How To Get Started With Topic Modelling In Python— ML And Deep Learning Algorithms

by | Dec 15, 2022 | Data Science, Machine Learning, Natural Language Processing

What is topic modelling?

Topic modelling is a technique used in natural language processing (NLP) to automatically identify and group similar words or phrases in a text. This lets us figure out the central ideas or themes in a group of documents. The main benefit is that this is possible even when there are a lot of different documents.

Topic modelling is one of our top 10 natural language processing techniques and is rather similar to keyword extraction, so definitely check out these articles to ensure you are using the right tools for the right problem.

Topic modelling can be helpful in various applications. Some common examples are automatically organizing a large corpus of documents, understanding customer feedback, or identifying common themes in social media posts.

topic modellinc automates the classification of large document corpus

Topic modelling can automate the classification of a large volume of documents.

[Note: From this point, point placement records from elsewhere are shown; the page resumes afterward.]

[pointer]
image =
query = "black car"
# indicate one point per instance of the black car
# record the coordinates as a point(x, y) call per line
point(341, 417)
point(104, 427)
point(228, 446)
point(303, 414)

What is topic modelling used for?

Topic modelling can be used in various situations where it is helpful to identify the main topics discussed in a text. Here are some potential use cases for topic modelling:

  • Analyzing customer feedback to identify common themes and concerns
  • Summarizing a large corpus of text by identifying the main topics discussed
  • Organizing a collection of documents into categories based on their content
  • Identifying trends and changes in the topics discussed in a collection of documents over time
  • Improving the accuracy of information retrieval systems by using topic modelling to improve the representation of documents in the system’s index.

These are just a few examples of the many potential use cases for topic modelling. It can be a powerful tool for making sense of extensive text collections and extracting valuable insights from them.

Is topic modelling supervised or unsupervised learning?

Topic modelling is a type of unsupervised machine learning that is used to discover the abstract topics that occur in a collection of documents. In topic modelling, a computer program analyses a set of documents and identifies the underlying themes or topics in the text. The program does this without being explicitly told what the topics are. It works without any supervision or guidance from a human. Instead, it relies on statistical techniques to identify patterns in the text that indicate the presence of specific topics.

Topic modelling can uncover hidden structures in extensive collections of documents. It is often used in text mining and natural language processing applications. It is a valuable tool for exploring and understanding large amounts of unstructured text data. Additionally, it can identify trends and patterns that may not immediately appear to a human reader.

Machine learning algorithms for topic modelling

1. Latent Dirichlet Allocation (LDA)

One of the most popular topic-modelling algorithms is Latent Dirichlet Allocation (LDA). This algorithm uses a probabilistic approach to identify the underlying topics in a collection of documents. Additionally, LDA assumes that each document is a mixture of topics, and each topic is a mixture of words. As a result, the algorithm uses this assumption to identify the document’s topics and related terms.

One of the benefits of LDA is that it can handle large amounts of text data. This makes it well-suited for applications such as analyzing customer feedback or social media posts. Additionally, LDA can identify topics that may not be explicitly mentioned in the text. This can help uncover hidden patterns or trends.

2. Non-Negative Matrix Factorization (NMF)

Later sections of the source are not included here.